If you have ever wondered why only the whites of your tired eyes are bloodshot, Harvard Medical School researchers believe they have the answer. Understanding what keeps the clear cornea covering the front of the eye free of blood vessels is to understand what makes vision possible. If the cornea weren't clear, light couldn't pass to the heavily vascularized back of the eye for processing.
Blood vessel formation abruptly stops at the cornea due to high levels of vascular endothelial growth factor receptor-3 (VEGFR-3) in the top epithelial layer of a healthy cornea, concludes the team from medical school affiliates Schepens Eye Research Institute and the Massachusetts Eye & Ear Infirmary, along with collaborators at biotech company ImClone Systems (Proc. Natl. Acad. Sci. USA 2006, 103, 11405). The team was led by Schepens senior scientist Reza Dana.

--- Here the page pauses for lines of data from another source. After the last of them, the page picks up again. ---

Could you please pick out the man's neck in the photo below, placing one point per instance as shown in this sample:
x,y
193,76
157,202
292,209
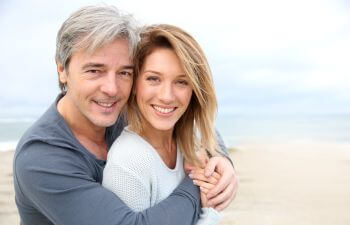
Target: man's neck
x,y
89,135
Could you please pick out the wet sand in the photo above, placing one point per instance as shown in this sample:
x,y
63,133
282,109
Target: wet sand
x,y
294,183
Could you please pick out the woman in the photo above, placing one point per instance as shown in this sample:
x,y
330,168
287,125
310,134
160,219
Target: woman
x,y
171,114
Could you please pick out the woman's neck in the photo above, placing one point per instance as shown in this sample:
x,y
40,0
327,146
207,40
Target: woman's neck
x,y
163,142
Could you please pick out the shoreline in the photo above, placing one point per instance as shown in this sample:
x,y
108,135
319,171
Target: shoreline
x,y
299,183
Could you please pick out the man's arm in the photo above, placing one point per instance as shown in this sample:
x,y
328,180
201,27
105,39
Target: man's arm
x,y
61,186
225,190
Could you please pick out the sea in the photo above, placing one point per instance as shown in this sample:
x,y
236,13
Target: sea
x,y
236,129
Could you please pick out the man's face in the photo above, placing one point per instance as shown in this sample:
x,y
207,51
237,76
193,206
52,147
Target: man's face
x,y
98,85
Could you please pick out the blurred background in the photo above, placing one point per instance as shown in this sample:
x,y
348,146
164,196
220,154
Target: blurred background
x,y
282,76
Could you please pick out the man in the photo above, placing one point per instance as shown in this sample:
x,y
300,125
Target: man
x,y
59,161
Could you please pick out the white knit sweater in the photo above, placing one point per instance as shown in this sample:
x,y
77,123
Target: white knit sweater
x,y
137,174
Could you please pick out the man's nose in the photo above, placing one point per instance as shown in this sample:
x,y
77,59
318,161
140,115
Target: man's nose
x,y
110,85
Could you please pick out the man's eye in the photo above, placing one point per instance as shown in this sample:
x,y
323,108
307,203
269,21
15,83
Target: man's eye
x,y
152,78
126,73
92,71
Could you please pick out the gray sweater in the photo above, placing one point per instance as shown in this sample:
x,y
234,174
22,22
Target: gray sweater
x,y
58,181
137,174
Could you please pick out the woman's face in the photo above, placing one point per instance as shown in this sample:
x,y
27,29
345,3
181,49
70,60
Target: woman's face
x,y
163,91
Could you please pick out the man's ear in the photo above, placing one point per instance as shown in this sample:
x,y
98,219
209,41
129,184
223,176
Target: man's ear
x,y
62,73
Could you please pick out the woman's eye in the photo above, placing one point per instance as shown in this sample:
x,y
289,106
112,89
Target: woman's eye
x,y
92,71
182,82
126,73
152,78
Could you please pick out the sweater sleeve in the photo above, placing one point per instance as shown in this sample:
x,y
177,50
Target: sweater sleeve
x,y
128,174
209,216
59,185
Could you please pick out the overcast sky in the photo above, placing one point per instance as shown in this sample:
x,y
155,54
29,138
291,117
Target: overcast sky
x,y
272,56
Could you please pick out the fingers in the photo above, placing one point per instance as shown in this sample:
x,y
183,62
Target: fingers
x,y
203,184
211,165
223,196
223,183
199,175
224,205
222,200
204,199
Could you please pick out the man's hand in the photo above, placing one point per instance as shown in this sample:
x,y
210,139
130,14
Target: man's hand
x,y
224,191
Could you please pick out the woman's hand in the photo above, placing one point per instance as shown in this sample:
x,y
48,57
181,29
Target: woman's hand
x,y
205,183
224,191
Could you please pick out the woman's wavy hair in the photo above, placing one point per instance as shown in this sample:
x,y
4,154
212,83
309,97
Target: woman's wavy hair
x,y
195,129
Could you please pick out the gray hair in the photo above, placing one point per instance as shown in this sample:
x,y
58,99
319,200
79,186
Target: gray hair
x,y
90,28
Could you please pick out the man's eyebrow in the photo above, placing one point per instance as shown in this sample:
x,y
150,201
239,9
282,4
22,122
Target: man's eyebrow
x,y
94,65
128,67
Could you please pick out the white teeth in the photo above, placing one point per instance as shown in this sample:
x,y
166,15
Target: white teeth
x,y
104,104
163,110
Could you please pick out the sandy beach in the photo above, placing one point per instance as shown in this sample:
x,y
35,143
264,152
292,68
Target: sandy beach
x,y
291,183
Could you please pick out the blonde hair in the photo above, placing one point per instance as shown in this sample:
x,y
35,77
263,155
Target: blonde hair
x,y
195,129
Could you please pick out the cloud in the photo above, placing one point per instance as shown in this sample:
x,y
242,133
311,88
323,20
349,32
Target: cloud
x,y
266,56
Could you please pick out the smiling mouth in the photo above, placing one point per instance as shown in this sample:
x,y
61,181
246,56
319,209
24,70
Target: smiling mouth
x,y
164,110
105,104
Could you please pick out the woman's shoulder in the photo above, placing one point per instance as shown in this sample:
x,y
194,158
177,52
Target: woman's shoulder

On the basis of a series of experiments, they believe VEGFR-3 halts angiogenesis (growth of blood vessels) by binding growth factors that would otherwise stimulate the process. In most tissues, these growth factors help increase blood flow to heal an injury or fight infection.
According to the researchers, it's long been known that the cornea doesn't have blood vessels; cartilage is the only other tissue that is also free of them. Previous studies have suggested reasons why, including other antiangiogenic factors and VEGF receptors. "To date, no single factor has been identified as being critically responsible" for keeping the cornea free of blood vessels, they note.
Understanding the mechanism holds promise for preventing and curing certain eye diseases and possibly controlling abnormal or uncontrollable blood vessel growth in other tissues as occurs in cancers, the researchers suggest. ImClone has a research program under way on VEGFR-3 antagonist antibodies to inhibit tumor growth and metastasis.
The researchers conducted experiments using corneal tissue from mice to test their hypothesis. First, they detected both the VEGFR-3 gene and receptor in the epithelial layer. A comparison of injured corneas with and without epithelial layers showed that blood vessels developed only in the latter. And in corneas with epithelial layers, they were able to suppress blood vessel growth with a VEGFR-3 substitute or initiate it by blocking VEGFR-3's role as a growth factor trap.
"The results from this series of tests confirmed our belief that the presence of VEGFR-3 is the major factor in preventing blood vessel formation in the cornea," Dana concludes.